Price goal: $210 (beforehand $200)

Comment: “While mgmt continues to temper expectations, fundamentals remain quite strong and we not only see multiple levers of new growth but also see mgmt’s 2018 opex growth guidance as unobtainable. Moreover, while mgmt can be criticized for not being proactive enough, we view its current handling of the Russia-related issues as responsible and immaterial to the financial outlook. All told, we are raising our revenue forecasts but lowering near-term margins and EPS to reflect mgmt’s 2018 opex guide.”

Macquarie: BULLISH

Rating: Outperform

Price goal: $205 (beforehand $190)

Comment: “The backside line is that regardless of mbadive anticipated investments in ’18, we’re elevating numbers. FB’s distinctive choices for advertisers are resonating and so long as customers are there, advertisers will observe. While the dialogue round safety and elevated spend will generate a ton of media, the actual concern for the mannequin is that if the video technique will succeed. If it does, and FB is ready to construct a legit YouTube challenger, the elevated safety spend shall be a pace bump.”

Piper Jaffray: BULLISH

Rating: Overweight

Price goal: $200 (beforehand $195)

Comment: “Mgmt clearly indicated it is electing to badume responsibility for content on its platform, leading to investments in “security and safety,” and will increasingly pay for content (initially via licensing and increasingly via a rev share with content creators).

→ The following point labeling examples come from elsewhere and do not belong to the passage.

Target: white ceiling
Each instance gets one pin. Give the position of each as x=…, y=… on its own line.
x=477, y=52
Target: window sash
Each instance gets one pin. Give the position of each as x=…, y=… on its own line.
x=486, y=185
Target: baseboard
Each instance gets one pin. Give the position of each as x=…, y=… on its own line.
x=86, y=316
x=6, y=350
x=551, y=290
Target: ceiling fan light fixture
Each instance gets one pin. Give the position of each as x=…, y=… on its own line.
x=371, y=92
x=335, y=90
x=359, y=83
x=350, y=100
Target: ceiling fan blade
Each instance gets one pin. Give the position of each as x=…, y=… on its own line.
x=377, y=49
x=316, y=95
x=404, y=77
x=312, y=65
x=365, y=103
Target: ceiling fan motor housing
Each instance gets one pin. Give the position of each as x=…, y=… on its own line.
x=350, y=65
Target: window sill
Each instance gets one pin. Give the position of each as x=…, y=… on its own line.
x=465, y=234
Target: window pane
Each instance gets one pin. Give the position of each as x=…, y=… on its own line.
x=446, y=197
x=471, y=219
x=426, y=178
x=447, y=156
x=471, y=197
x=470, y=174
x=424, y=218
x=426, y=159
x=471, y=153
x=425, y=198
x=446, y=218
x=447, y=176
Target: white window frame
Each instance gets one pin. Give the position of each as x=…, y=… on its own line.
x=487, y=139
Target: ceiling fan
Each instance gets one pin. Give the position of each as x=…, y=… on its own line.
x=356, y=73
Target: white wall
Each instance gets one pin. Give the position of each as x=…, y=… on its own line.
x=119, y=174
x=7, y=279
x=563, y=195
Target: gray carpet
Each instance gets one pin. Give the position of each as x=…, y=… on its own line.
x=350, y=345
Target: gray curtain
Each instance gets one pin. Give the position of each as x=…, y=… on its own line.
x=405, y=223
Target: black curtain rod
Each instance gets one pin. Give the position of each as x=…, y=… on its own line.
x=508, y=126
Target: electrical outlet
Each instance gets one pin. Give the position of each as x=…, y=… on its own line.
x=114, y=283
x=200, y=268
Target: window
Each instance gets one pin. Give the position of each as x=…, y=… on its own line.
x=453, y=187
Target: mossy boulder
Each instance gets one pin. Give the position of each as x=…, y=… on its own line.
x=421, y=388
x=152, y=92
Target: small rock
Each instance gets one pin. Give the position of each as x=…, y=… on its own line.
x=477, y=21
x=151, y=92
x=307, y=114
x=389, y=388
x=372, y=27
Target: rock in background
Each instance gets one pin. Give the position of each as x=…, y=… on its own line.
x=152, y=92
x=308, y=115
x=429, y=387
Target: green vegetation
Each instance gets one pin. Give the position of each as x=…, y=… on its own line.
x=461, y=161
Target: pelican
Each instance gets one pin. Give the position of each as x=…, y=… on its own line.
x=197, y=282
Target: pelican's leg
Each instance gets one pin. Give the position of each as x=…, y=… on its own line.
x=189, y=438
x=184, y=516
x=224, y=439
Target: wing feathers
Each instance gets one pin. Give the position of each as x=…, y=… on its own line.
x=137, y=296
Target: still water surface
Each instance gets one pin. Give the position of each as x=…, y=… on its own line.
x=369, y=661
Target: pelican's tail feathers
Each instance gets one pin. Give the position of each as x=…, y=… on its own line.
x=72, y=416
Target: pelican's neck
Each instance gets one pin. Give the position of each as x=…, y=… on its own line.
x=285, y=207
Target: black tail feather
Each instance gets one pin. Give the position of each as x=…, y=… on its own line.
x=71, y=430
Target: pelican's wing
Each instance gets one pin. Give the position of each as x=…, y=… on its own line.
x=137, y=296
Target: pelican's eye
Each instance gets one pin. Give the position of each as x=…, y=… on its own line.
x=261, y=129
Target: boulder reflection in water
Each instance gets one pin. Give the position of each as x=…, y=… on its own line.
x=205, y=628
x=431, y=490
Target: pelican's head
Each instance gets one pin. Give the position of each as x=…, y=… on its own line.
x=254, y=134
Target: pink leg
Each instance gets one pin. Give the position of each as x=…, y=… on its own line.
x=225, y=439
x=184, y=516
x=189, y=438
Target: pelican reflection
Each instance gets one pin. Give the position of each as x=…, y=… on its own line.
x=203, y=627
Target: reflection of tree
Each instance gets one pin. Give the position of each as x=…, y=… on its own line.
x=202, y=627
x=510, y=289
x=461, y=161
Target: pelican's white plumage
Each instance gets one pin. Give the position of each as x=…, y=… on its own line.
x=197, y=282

Separately, the company’s investments in 10-year technology (AI, AR/VR, etc.) are driving continued OPEX and expansion of owned datacenters is driving a step function higher CAPEX in 2018. We believe this will spark the question of whether Facebook has been over- earning, but the company is ultimately guiding for investment growth it cannot reach.”

Morgan Stanley: BULLISH

Rating: Overweight

Price goal: $200 (up from $195)

Comment: “More impressive, FB is delivering this cash flow even while aggressively investing in headcount, ad measurement/improvement, augmented reality, virtual reality, video content, Instagram, Messenger, Whatsapp, Aquila, among other items. We believe this ability to continue to invest in new initiatives will widen FB’s competitive lead vs. other platforms…and over time will likely lead to sustained stronger cash flow growth.”


Rating: Outperform

Price goal: $200 (beforehand $185)

Comment: “With supply/demand dynamics driving higher pricing, concerns over ad load headwinds should subside, with investor focus shifting to the significant security/content investment ramp in CY18 (modeling expense growth +50% Y/Y), which we view as prudent steps aimed at preserving platform integrity in the minds of users(and regulators).”

William Blair: BULLISH

Rating: Outperform

Price goal: n/a

Comment: “Over the next 12 months, we believe there is 15%-plus upside to shares based on EBITDA growth. We maintain our Outperform rating.”